Two very important concepts involved when handling multivariate data are also demonstrated in this model.
- Interaction, where the influence of on factor on the dependent variable is altered by another factor. Interaction can be
helpful or unhelpful, but they need to be defined, isolated, and interpreted. An example is that interaction between sex and
gestation means boys and girls have different growth rates
- Confounding, caused by correlations between factors, so that it is difficult or even impossible to identify how much each
factor affects the outcome. Confounding is always bad as it results in misleading interpretations, and the greatest virtue of
multiple regression analysis is its ability to separate the unique and overlapping parts of effects from multiple factors.
An example of correlation and confounding would be if girls are born earlier than boys, so that it is unclear
whether it is the sex or the gestation that affects birth weight.
Factorial Analysis of Variance
Factorial Analysis of Covariance
The Factorial model of Analysis of Variance was initially used in agriculture and animal laboratories, where subjects
(plants or animals) are randomly allocated to groups, which are given a combination of two or more treatments. Such a model has
many advantages
- The same subject is used in a number of experiments simultaneously, thus greatly reduce the cost of research
- In many cases, the combination of two treatments may have greater (synergism) or less (antagonism) effect than the sum
of their individual treatment. These are called interactions and provides additional useful information to have'
- Mathematically, the analysis of Variance calculates the effect of each treatment (single factors), then in groups of
combined treatments (combined factors). The difference between the combined effect and the sums of the single effects
then represented the interaction, which can be numerically presented and statistically tested.
- The two important underlying assumptions in this model are, firstly, that the treatment must be randomly and
independently allocated, so there is no correlation between treatments, and secondly, that all groups and subgroups
at different levels have the same sample size.
The Factorial model is a powerful and efficient model of investigation, so gradually it is adopted in all aspects of
psychosocial research, and into the clinical area, and from the controlled experiment to the epidemiological model. In doing so,
the important assumptions of Factorial models cannot be met, as independent variables are often not randomly allocated treatments,
but characteristics in the natural environment, and sample size availability in subgroups are seldom the same.

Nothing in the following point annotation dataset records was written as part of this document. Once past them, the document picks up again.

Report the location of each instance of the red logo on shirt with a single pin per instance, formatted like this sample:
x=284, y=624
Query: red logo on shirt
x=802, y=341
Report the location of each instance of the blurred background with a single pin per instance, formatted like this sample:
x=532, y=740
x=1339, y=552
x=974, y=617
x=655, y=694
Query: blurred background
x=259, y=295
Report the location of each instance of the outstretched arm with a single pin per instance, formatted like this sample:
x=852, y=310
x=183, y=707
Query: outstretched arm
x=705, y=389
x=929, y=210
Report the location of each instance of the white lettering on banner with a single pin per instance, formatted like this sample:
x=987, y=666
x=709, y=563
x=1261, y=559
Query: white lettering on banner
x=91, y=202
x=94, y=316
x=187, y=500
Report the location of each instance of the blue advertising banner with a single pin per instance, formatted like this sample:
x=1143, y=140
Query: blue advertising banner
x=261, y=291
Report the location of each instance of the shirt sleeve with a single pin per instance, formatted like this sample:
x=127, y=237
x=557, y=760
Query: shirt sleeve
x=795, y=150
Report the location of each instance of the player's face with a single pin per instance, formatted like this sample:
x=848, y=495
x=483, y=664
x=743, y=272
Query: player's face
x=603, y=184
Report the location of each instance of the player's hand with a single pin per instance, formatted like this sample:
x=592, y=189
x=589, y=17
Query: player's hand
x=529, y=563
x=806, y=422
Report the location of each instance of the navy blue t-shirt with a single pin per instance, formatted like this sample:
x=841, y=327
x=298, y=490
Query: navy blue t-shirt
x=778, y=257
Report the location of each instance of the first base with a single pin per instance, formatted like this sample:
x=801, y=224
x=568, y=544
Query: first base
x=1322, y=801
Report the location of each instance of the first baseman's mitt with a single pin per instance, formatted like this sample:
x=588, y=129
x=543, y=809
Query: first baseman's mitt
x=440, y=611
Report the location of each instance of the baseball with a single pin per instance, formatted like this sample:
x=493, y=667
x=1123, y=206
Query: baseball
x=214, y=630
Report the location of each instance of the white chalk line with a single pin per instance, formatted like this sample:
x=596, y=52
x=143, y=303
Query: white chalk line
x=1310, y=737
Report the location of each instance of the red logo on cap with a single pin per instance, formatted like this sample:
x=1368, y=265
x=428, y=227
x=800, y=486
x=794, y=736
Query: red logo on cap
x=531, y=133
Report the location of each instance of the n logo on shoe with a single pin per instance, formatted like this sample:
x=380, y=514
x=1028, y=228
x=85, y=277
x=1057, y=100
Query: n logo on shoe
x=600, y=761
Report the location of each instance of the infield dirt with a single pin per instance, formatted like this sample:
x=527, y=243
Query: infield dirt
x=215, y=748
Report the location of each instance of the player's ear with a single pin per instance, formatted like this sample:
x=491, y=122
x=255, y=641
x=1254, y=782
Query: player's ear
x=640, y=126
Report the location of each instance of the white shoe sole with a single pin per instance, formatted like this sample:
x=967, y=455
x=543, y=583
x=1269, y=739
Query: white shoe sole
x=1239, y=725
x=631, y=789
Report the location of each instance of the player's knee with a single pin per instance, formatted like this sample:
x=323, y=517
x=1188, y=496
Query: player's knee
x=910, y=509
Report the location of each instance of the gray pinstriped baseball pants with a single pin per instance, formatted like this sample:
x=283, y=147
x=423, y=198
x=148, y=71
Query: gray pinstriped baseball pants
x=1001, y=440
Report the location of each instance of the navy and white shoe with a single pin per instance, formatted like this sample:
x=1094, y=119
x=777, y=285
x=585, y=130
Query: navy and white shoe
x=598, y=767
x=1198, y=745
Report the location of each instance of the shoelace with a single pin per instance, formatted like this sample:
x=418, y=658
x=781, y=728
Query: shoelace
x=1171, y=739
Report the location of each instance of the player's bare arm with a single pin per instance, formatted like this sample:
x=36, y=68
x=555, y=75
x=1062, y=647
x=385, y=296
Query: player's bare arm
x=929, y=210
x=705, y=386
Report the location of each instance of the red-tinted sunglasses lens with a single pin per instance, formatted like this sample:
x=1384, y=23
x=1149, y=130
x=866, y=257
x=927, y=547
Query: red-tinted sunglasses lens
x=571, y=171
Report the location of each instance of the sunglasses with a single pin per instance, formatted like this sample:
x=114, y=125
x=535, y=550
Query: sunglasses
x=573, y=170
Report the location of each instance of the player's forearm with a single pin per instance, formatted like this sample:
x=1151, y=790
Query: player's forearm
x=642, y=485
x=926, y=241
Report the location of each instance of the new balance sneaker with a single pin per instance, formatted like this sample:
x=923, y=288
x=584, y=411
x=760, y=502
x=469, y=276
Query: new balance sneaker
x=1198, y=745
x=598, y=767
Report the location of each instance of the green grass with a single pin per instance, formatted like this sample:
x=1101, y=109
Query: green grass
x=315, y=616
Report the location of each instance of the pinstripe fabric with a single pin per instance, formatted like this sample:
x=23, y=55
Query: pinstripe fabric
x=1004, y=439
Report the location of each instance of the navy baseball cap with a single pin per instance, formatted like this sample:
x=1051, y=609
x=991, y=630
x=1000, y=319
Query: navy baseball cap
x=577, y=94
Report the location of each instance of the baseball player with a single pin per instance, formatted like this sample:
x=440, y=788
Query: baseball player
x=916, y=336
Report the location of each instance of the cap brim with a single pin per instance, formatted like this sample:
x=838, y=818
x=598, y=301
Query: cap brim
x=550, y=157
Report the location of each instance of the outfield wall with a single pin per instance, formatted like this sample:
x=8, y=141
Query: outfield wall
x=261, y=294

- The sample size in the groups can only be controlled to an extent. For example, the number of boys and girls born are
never exactly the same, and to artificially create equal numbers will require removing some cases arbitrarily, and this
process itself will introduce a bias.
- The difference in birth weight between boys and girls amongst Germans may be different to that amongst Greeks (interaction).
Although interaction can be useful information, in clinical investigations they often represents an unwanted distraction making
interpretation of data difficult.
- We cannot allocate sex at random to different groups, and a possibililty of correlation occurs. For example, the sex ratio may
differ in different ethnic groups, so that the influence of ethnicity and sex cannot be separated (confounding).
When the assumptions of the Factorial model is violated, the results produced becomes misleading, and sometimes the numbers do not add up. When there is extensive correlation between independent variables, the overlapping influences are counted repeatedly and thus inflated in the single effects, so that the combined effect is less than the sum of the single effects, resulting in a conceptually unacceptable negative interaction.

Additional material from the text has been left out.